SEC v. Citigroup Global Markets Inc.
Case No. 11-cv-07387-JSR (S.D.N.Y.)
On October 19, 2011, the Commission filed a complaint against Citigroup Global Markets Inc. ("Citigroup" or "Defendant"), the principal U.S. broker-dealer subsidiary of Citigroup Inc. The complaint alleged that, from late 2006 to November 2007, Citigroup misled investors about a $1 billion collateralized debt obligation ("CDO") called Class V Funding III ("Class V III"). At a time when the U.S. housing market was showing signs of distress, Citigroup structured and marketed Class V III and exercised significant influence over the selection of $500 million of the assets included in the CDO. Citigroup then took a proprietary short position with respect to those $500 million of assets. That short position would provide profits to Citigroup in the event of a downturn in the United States housing market and gave Citigroup economic interests in the Class V III transaction that were adverse to the interests of investors. Citigroup did not disclose to investors the role that it played in the asset selection process or the short position that it took with respect to the assets that it helped select. See Complaint.

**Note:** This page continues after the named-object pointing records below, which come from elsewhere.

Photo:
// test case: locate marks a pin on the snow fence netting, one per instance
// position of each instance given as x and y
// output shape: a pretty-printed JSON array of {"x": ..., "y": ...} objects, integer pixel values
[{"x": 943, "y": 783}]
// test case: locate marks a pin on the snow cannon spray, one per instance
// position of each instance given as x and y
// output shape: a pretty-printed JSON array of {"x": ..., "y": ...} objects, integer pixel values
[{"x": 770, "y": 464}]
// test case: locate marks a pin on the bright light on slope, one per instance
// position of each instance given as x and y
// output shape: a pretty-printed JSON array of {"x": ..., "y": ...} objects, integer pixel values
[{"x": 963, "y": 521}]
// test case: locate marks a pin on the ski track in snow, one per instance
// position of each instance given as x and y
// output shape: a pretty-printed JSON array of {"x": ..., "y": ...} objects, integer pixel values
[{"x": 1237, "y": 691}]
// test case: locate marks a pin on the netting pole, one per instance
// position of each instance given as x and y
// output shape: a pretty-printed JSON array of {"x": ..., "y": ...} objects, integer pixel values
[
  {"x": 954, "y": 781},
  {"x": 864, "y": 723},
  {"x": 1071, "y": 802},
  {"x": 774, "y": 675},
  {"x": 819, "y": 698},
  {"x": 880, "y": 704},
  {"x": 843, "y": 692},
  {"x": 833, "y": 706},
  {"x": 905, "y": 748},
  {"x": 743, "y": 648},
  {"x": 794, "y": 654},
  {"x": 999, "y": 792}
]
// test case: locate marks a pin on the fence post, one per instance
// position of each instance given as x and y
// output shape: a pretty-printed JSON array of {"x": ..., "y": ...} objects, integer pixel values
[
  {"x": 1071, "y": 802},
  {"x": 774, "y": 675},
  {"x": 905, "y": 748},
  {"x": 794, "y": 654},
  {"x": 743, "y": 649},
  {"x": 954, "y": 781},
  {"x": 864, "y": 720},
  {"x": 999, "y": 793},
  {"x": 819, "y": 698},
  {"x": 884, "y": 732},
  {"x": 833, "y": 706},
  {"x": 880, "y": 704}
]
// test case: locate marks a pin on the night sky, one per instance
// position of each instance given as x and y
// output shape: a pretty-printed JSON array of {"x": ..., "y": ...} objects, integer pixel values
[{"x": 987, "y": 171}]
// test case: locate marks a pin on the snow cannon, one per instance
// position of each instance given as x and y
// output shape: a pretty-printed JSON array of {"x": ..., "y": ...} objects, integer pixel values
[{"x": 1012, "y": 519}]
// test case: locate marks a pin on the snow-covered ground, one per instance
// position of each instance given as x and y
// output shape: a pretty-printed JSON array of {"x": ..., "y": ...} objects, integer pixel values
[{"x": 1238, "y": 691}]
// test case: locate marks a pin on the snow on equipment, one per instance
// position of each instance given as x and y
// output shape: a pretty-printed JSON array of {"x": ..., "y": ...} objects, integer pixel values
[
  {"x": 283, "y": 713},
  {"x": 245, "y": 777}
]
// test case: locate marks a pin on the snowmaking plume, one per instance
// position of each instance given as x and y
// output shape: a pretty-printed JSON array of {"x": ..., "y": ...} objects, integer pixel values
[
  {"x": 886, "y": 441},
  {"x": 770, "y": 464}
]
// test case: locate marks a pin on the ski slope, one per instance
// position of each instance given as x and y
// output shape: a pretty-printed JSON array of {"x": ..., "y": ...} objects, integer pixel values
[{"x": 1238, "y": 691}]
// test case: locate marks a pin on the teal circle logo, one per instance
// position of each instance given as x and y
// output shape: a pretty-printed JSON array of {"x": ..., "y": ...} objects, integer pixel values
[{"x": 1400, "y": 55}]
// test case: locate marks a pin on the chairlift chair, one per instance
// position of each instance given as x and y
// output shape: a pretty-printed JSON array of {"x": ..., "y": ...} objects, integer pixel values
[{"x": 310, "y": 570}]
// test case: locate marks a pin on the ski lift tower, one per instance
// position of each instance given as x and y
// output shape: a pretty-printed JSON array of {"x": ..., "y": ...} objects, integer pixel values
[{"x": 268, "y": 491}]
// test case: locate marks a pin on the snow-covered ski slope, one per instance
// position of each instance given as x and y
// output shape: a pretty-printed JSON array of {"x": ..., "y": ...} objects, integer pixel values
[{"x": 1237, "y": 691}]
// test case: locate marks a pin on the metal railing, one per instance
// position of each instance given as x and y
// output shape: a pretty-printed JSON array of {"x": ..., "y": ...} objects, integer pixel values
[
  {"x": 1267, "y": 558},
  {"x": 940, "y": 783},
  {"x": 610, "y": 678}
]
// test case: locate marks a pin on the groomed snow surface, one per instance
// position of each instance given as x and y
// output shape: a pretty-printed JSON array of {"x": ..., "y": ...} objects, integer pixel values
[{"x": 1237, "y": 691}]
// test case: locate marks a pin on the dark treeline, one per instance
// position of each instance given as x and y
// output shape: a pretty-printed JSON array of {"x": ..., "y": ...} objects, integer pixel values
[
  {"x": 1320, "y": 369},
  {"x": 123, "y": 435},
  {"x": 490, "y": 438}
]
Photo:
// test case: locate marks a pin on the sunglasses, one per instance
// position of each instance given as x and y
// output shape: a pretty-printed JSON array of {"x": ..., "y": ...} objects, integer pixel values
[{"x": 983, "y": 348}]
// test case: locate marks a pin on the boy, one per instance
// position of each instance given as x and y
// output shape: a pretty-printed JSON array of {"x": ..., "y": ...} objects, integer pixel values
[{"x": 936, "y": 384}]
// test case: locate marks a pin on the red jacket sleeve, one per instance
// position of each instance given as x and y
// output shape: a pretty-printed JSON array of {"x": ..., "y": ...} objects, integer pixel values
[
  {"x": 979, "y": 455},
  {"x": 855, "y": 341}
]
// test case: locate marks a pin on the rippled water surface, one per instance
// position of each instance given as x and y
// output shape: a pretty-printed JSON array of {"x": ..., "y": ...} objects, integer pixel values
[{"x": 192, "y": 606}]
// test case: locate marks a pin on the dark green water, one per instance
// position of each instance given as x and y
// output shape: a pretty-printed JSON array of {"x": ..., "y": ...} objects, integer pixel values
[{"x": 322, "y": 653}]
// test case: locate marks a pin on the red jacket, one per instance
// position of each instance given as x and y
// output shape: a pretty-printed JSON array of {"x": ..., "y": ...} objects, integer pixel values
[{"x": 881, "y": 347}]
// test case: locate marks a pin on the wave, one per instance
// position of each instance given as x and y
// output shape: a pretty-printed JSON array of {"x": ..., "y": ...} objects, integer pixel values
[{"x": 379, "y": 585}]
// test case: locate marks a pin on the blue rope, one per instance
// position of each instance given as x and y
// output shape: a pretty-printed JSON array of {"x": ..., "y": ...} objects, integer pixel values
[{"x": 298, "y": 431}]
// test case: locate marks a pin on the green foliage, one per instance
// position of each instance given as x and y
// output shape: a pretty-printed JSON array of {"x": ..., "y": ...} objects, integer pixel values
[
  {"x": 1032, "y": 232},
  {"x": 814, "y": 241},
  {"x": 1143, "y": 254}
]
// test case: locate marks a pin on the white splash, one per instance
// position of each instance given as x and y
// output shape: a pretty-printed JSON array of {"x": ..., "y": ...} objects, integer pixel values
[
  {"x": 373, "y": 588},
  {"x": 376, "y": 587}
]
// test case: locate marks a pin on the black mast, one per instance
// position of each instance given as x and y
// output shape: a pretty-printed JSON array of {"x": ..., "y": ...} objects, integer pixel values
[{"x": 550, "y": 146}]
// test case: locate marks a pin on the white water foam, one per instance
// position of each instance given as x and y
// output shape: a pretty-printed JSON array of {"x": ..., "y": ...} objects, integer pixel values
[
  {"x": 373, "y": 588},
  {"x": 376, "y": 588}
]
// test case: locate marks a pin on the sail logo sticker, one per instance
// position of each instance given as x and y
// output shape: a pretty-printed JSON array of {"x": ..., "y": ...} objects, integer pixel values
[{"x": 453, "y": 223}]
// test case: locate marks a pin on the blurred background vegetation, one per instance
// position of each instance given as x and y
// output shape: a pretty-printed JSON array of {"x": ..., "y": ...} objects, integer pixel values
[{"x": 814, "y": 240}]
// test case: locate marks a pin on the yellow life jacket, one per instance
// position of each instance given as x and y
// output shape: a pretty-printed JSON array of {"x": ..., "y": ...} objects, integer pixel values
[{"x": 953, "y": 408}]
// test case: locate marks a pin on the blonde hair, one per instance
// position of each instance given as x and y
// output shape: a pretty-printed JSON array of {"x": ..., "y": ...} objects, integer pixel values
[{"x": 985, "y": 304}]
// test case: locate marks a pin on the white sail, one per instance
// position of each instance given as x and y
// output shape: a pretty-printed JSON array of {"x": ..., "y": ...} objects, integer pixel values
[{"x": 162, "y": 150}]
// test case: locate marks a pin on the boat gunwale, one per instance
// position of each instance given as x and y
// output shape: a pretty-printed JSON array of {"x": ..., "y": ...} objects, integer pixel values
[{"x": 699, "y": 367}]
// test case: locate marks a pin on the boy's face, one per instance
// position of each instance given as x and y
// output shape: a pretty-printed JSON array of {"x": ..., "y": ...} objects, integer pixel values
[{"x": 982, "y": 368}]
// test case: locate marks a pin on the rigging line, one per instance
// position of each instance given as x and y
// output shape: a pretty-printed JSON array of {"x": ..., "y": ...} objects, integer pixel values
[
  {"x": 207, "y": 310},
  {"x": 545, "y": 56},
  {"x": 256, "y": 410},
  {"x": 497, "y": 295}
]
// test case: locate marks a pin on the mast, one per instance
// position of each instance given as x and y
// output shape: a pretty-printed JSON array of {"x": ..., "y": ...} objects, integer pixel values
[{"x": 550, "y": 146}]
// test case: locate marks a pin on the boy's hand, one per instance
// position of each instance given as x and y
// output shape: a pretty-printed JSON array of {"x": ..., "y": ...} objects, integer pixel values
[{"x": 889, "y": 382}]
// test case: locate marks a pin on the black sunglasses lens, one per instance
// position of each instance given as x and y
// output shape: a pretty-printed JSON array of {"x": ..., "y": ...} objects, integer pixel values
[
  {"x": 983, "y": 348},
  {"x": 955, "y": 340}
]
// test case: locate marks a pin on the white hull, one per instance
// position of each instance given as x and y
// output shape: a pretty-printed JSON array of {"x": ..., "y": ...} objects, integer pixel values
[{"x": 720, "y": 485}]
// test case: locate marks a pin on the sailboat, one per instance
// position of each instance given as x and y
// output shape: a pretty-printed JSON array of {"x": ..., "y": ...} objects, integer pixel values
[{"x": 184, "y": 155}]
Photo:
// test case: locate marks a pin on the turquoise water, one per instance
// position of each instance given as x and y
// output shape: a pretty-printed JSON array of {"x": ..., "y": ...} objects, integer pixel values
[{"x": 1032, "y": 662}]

The Defendant was ordered to pay a total of $285,000,000.00 in disgorgement, prejudgment interest and penalties. The Clerk was ordered to deposit the funds into an interest bearing account with the Court Registry Investment System (collectively, the "Fund"), pending further order of the Court. See Defendant's Final Judgment.
The Defendant has paid a total of $285,000,000.00 into the Fund for the distribution to harmed investors.
On December 9, 2014, the Court appointed Damasco & Associates LLP as the Tax Administrator to fulfill the tax obligations of the Fund.